Mehmet Türkmen, a DİSK official in the textile sector, said, “There are [COVID-19] positive cases at 35 factories” in Gaziantep, adding: “We think that there are cases at more than 100 [factories].”

However, union officials have called no action to protect workers’ lives and health under unsafe conditions. This exposes their reactionary collaboration with the government and ruling class at workers’ expense amid the pandemic.

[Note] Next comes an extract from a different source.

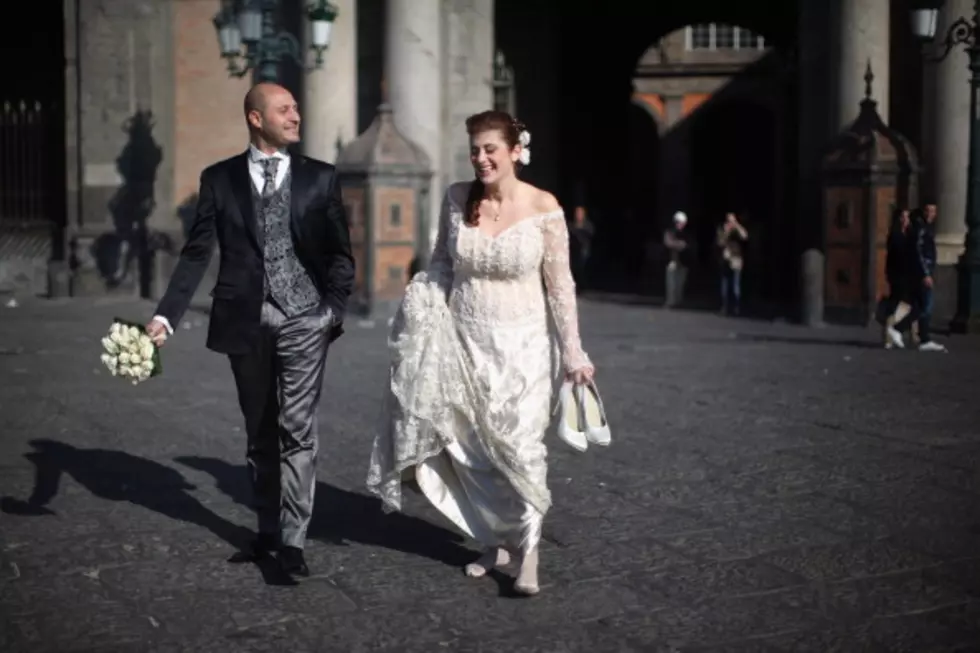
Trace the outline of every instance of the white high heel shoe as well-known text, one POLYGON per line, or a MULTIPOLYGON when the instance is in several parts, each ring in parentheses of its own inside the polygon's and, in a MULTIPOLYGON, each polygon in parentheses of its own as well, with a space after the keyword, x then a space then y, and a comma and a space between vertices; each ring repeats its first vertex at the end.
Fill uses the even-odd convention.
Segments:
POLYGON ((589 440, 585 433, 585 419, 582 416, 580 402, 575 397, 575 385, 565 381, 558 395, 561 404, 561 422, 558 424, 558 437, 576 451, 589 448, 589 440))
POLYGON ((606 408, 602 405, 602 398, 599 396, 599 389, 591 381, 580 386, 576 386, 578 404, 581 406, 581 414, 585 422, 584 430, 586 439, 592 444, 600 447, 608 447, 612 442, 612 434, 609 431, 609 421, 606 419, 606 408))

A worker told the daily Evrensel that more than 300 workers at the Namet meat processing plant in Çayırova, Kocaeli, are infected or under quarantine. Despite this dangerous outbreak, the company has not stopped the production at the factory. After the “normalization” began at the Otokar plant in Sakarya, an auto factory owned by Koç Holding, workers have reported at least 37 positive cases at the factory.

This is the direct result of the Erdoğan government’s “herd immunity” policy, which enjoys the open or tacit support of the established opposition parties, the media and trade unions. Bourgeois opposition parties like the Republican People’s Party (CHP) and the HDP, and their pseudo-left supporters have almost completely abandoned talk of the pandemic; they have no serious objection to the AKP’s response. Moreover, all the trade union confederations including the pro-opposition DİSK collaborate with this criminal policy, continuing their longtime ties to management and the state.

DİSK declared at the end of March that it might invoke the constitutional right to not work in unsafe conditions, but it has never called any strikes. Instead, it played a significant role to contain growing anger among workers, even as many DİSK members were infected.

Echong the Trump administration’s attack on COVID-19 testing, the Turkish Health Ministry ordered hospitals to decrease testing in order to present the current situation as less dangerous. Objecting to this change, Prof. Dr. Güner Sönmez tweeted on June 20, “The criteria for performing PCR tests have been changed. Testing will no longer be done if there are no symptoms or contact with infected people. However, we know that a significant number of positive cases pass without symptoms and infect,” asking: “Does closing our eyes change the truth?”

The only way forward for the working class in Turkey and internationally is to intervene independently against the ruling class’ deadly response to the pandemic. To save millions of lives, it is necessary to form rank-and-file safety committees in factories, workplaces and neighborhoods, independent of the trade unions and bourgeois parties. It is critical for workers to stop production in nonessential sectors during the pandemic while staying on full pay and ensure safe working conditions for workers still on the job.